Robin RobertsonThe first novel by poet Robin Robertson is short-listed for the Man Booker Prize.

Creative writing grad’s debut novel short-listed for Man Booker Prize

UWindsor creative writing alumnus Robin Robertson (MA 1979) has had his debut novel short-listed for one of the world’s leading literary awards.

The Long Take, a cinematic story of a postwar loner in urban America, told partly in poetry, is one of six works in consideration for the Man Booker Prize. The winner, to be announced October 16, receives an award of £50,000.

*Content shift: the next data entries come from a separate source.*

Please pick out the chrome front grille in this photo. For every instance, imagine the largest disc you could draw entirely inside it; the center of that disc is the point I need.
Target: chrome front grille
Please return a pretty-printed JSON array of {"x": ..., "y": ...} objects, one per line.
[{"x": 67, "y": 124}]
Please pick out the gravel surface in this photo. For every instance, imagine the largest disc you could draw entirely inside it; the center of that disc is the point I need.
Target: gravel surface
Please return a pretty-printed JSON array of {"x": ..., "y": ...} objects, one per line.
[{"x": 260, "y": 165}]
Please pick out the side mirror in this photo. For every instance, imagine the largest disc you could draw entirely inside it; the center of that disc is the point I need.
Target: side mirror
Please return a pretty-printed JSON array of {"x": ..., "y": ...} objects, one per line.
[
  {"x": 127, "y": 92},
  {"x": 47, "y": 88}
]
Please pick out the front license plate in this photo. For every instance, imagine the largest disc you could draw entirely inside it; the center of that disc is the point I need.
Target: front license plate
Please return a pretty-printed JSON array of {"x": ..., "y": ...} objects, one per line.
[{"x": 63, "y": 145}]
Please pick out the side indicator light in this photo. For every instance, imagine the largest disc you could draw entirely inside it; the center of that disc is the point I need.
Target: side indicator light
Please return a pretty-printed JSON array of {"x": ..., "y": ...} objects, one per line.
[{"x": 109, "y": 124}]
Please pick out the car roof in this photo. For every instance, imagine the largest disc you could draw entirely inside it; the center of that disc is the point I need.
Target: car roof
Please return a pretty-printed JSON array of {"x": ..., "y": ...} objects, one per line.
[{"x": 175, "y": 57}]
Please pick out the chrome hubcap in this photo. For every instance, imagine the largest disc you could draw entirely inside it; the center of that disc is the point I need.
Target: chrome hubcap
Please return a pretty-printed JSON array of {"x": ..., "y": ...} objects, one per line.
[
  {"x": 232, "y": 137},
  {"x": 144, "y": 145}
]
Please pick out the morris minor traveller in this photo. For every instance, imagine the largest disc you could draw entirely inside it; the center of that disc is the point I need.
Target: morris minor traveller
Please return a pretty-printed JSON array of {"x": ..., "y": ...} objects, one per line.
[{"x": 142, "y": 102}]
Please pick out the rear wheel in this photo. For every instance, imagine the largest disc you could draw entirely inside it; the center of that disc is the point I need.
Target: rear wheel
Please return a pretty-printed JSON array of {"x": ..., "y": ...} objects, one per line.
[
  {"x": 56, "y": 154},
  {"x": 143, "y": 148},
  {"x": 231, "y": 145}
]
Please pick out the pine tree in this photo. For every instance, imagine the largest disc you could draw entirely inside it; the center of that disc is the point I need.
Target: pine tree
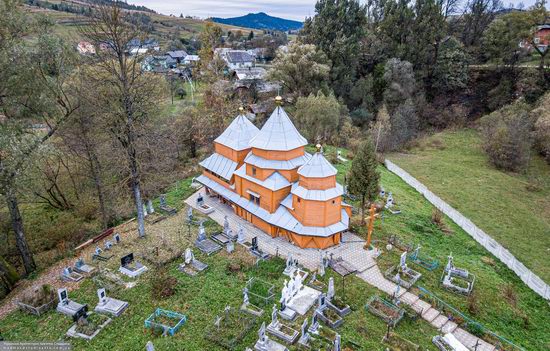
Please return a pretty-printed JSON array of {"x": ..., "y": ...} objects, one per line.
[{"x": 364, "y": 176}]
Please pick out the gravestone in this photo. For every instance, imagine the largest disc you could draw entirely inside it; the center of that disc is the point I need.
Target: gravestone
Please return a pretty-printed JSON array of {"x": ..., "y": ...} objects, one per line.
[
  {"x": 240, "y": 236},
  {"x": 337, "y": 343},
  {"x": 304, "y": 338},
  {"x": 314, "y": 327},
  {"x": 330, "y": 291},
  {"x": 66, "y": 305},
  {"x": 109, "y": 305},
  {"x": 230, "y": 247}
]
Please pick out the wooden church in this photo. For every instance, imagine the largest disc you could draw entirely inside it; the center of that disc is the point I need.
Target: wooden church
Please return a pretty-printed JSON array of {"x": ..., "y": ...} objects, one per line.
[{"x": 271, "y": 181}]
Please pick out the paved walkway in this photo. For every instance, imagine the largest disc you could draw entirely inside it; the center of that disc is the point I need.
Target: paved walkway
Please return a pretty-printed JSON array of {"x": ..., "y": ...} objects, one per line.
[{"x": 351, "y": 250}]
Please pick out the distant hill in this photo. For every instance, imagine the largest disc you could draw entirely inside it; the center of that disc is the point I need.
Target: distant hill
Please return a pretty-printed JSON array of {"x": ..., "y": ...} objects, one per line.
[{"x": 260, "y": 20}]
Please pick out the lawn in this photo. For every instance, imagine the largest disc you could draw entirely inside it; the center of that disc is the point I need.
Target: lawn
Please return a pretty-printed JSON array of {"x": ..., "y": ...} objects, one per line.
[
  {"x": 503, "y": 303},
  {"x": 512, "y": 208}
]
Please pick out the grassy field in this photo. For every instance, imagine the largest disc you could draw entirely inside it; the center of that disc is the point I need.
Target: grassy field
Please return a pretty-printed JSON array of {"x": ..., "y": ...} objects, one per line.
[
  {"x": 513, "y": 208},
  {"x": 502, "y": 302}
]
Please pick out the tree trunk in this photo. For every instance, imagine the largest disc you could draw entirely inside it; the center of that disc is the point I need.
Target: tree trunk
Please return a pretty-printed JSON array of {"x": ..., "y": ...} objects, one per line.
[
  {"x": 17, "y": 225},
  {"x": 135, "y": 184},
  {"x": 362, "y": 209},
  {"x": 98, "y": 183}
]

Robertson’s novel follows a good man brutalized by war, haunted by violence and apparently doomed to return to it. Walker is a D-Day veteran with post-traumatic stress disorder; he can’t return home to rural Nova Scotia, and as he moves from New York to Los Angeles and San Francisco readers witness a crucial period of fracture in American history.

The judges described it as a film noir on the page: “A book about a man and a city in shock, it’s an extraordinary evocation of the debris and the ongoing destruction of war even in times of peace.”

Robertson is a Fellow of the Royal Society of Literature and has published five collections of poetry. His honours include the Petrarca-Preis, the E.M. Forster Award from the American Academy of Arts and Letters, and all three Forward Prizes — for best poetry collection, best first collection, and best single poem.